You can refer to the lines of code I added here: Link
Appreciate your time looking into this as I found the xgbse package to work really well for my use case (time-to-event modeling)!
@krittaprot I'm still not sure what's the exact issue you are experiencing, here's an example that's using categorical features that's running on the current xgbse version published.
import numpy as np
import pandas as pd
from sklearn.model_selection import train_test_split
from xgbse import XGBSEDebiasedBCE
def sample_data():
np.random.seed(42)
n_samples = 1000
# Generate features
X = pd.DataFrame(
{
"numeric1": np.random.normal(0, 1, n_samples),
"numeric2": np.random.normal(0, 1, n_samples),
"categorical1": pd.Categorical(
np.random.choice(["A", "B", "C"], n_samples)
),
"categorical2": pd.Categorical(
np.random.choice(["X", "Y", "Z"], n_samples)
),
}
)
# Generate survival times and events
T = np.random.exponential(scale=1, size=n_samples)
E = np.random.binomial(n=1, p=0.7, size=n_samples)
y = np.array(list(zip(E, T)), dtype=[("E", bool), ("T", float)])
return train_test_split(X, y, test_size=0.2, random_state=42)
def test_xgbse_debiased_bce_with_categorical():
X_train, X_test, y_train, y_test = sample_data()
model = XGBSEDebiasedBCE(n_jobs=-1, enable_categorical=True)
model.fit(X_train, y_train)
preds = model.predict(X_test)
assert isinstance(preds, pd.DataFrame)
assert preds.shape[0] == X_test.shape[0]
assert (preds.values >= 0).all() and (preds.values <= 1).all()
if you still having problems, can you give me an reproducible example for me to debug?
@GabrielGimenez I created a new venv using Python 3.9 and installed xgbse 0.3.1 for testing on a Macbook Pro M3. I ran the code you provided in a jupyter notebook and was able to generate the synthetic data but got this error after the model fitting.
def sample_data():
np.random.seed(42)
n_samples = 1000
# Generate features
X = pd.DataFrame(
{
"numeric1": np.random.normal(0, 1, n_samples),
"numeric2": np.random.normal(0, 1, n_samples),
"categorical1": pd.Categorical(
np.random.choice(["A", "B", "C"], n_samples)
),
"categorical2": pd.Categorical(
np.random.choice(["X", "Y", "Z"], n_samples)
),
}
)
# Generate survival times and events
T = np.random.exponential(scale=1, size=n_samples)

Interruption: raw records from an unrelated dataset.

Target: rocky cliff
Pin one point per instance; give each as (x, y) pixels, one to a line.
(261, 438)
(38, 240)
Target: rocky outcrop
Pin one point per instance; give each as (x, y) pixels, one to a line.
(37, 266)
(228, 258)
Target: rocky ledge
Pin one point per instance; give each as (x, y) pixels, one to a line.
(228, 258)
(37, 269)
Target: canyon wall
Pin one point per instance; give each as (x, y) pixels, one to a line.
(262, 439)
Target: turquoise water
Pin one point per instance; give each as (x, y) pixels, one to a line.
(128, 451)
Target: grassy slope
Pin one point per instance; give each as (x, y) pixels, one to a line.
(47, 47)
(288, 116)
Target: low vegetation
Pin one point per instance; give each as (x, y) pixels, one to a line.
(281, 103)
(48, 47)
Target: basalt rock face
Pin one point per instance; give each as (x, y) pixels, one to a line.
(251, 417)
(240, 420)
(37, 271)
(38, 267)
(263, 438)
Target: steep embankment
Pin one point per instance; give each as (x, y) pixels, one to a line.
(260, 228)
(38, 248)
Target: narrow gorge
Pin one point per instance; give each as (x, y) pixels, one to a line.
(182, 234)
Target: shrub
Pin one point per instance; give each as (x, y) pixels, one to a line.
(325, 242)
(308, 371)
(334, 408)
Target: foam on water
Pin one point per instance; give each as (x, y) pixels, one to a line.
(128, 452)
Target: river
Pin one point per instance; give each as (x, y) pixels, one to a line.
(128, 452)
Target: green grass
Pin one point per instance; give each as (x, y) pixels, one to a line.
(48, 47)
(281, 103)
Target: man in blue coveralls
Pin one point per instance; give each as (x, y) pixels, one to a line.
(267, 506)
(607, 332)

E = np.random.binomial(n=1, p=0.7, size=n_samples)
y = np.array(list(zip(E, T)), dtype=[("E", bool), ("T", float)])
return train_test_split(X, y, test_size=0.2, random_state=42)
X_train, X_test, y_train, y_test = sample_data()
print(X_train.head())
print('Below are the dimensions of the synthetic dataset')

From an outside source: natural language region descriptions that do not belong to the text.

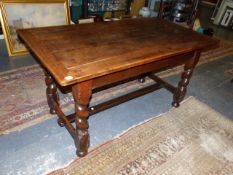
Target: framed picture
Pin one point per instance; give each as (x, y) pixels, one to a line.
(18, 14)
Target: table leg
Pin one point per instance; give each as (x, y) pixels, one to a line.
(51, 92)
(185, 78)
(82, 94)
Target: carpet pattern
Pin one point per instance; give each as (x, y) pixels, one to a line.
(190, 140)
(23, 101)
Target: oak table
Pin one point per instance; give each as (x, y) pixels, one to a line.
(89, 56)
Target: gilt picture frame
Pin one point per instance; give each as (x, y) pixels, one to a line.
(18, 14)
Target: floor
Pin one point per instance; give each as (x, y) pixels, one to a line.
(46, 146)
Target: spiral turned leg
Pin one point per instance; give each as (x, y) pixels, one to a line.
(51, 92)
(185, 78)
(182, 87)
(82, 94)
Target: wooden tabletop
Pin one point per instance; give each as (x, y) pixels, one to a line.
(76, 53)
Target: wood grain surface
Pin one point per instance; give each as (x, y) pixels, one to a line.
(76, 53)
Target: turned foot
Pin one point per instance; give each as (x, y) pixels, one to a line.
(185, 78)
(82, 93)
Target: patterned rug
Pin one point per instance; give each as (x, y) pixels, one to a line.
(23, 101)
(190, 140)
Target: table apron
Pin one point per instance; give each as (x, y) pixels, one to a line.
(139, 70)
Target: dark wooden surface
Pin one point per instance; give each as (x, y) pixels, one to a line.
(95, 55)
(83, 52)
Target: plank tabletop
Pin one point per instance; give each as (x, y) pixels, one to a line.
(76, 53)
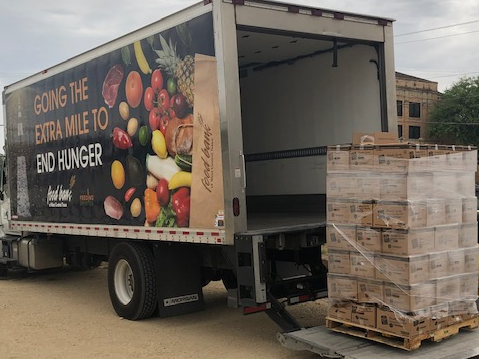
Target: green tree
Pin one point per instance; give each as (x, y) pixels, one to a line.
(455, 118)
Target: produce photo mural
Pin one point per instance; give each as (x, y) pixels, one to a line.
(122, 126)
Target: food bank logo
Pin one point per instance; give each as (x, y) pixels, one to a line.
(59, 197)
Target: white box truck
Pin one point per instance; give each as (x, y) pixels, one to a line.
(192, 150)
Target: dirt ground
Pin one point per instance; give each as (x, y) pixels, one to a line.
(67, 314)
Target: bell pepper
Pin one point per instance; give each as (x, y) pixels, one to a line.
(121, 139)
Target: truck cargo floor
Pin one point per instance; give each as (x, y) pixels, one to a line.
(264, 223)
(321, 340)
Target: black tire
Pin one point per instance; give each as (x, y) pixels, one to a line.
(132, 280)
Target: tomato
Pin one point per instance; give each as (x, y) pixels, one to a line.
(148, 98)
(129, 193)
(164, 121)
(163, 101)
(154, 119)
(157, 80)
(180, 202)
(171, 113)
(162, 192)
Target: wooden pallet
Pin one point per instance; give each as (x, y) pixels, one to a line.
(398, 341)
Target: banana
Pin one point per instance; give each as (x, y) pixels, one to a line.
(180, 179)
(158, 144)
(141, 59)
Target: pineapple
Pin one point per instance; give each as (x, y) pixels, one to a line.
(183, 70)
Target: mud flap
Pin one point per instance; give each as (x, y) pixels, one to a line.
(178, 279)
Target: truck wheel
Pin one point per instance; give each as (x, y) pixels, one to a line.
(132, 280)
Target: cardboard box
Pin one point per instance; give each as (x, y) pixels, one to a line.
(374, 138)
(408, 241)
(444, 185)
(364, 314)
(362, 265)
(454, 159)
(410, 298)
(352, 185)
(469, 158)
(342, 287)
(369, 239)
(338, 262)
(447, 289)
(446, 237)
(367, 186)
(338, 158)
(469, 209)
(361, 158)
(337, 211)
(402, 270)
(436, 212)
(408, 326)
(341, 311)
(340, 236)
(468, 284)
(437, 157)
(468, 235)
(465, 184)
(399, 214)
(453, 211)
(370, 290)
(455, 262)
(463, 309)
(403, 187)
(393, 158)
(471, 259)
(438, 265)
(440, 317)
(340, 185)
(361, 212)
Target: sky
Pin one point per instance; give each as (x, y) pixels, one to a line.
(434, 40)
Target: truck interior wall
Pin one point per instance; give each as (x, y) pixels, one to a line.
(308, 103)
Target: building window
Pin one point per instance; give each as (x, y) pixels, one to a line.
(414, 132)
(414, 109)
(399, 106)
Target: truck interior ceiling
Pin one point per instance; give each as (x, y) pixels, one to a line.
(290, 86)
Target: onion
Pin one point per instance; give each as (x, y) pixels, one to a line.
(179, 136)
(113, 208)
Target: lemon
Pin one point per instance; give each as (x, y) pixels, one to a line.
(117, 174)
(135, 207)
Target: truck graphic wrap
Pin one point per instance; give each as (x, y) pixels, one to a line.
(111, 141)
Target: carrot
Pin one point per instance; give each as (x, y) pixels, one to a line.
(152, 207)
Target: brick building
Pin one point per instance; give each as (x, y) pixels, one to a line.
(415, 99)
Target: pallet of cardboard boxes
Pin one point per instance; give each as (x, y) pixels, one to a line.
(402, 239)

print(f'X_train shape: {X_train.shape}, X_test shape: {X_test.shape}, y_train shape: {y_train.shape}, y_test shape: {y_test.shape}')
numeric1 numeric2 categorical1 categorical2
29 -0.291694 -1.022793 C Y
535 0.047399 -1.594703 C Z
695 -0.309546 1.938929 A Y
557 -0.432558 -0.803179 C X
836 1.550500 -1.143726 A Y
Below are the dimensions of the synthetic dataset
X_train shape: (800, 4), X_test shape: (200, 4), y_train shape: (800,), y_test shape: (200,)
model = XGBSEDebiasedBCE(n_jobs=-1, enable_categorical=True)
model.fit(X_train, y_train)
---------------------------------------------------------------------------
AttributeError Traceback (most recent call last)
File ~/Documents/7_Tutorials/xgbse/.surv/lib/python3.9/site-packages/IPython/core/formatters.py:974, in MimeBundleFormatter.__call__(self, obj, include, exclude)
[971](https://file+.vscode-resource.vscode-cdn.net/Users/11488715/Documents/7_Tutorials/xgbse/~/Documents/7_Tutorials/xgbse/.surv/lib/python3.9/site-packages/IPython/core/formatters.py:971) method = get_real_method(obj, self.print_method)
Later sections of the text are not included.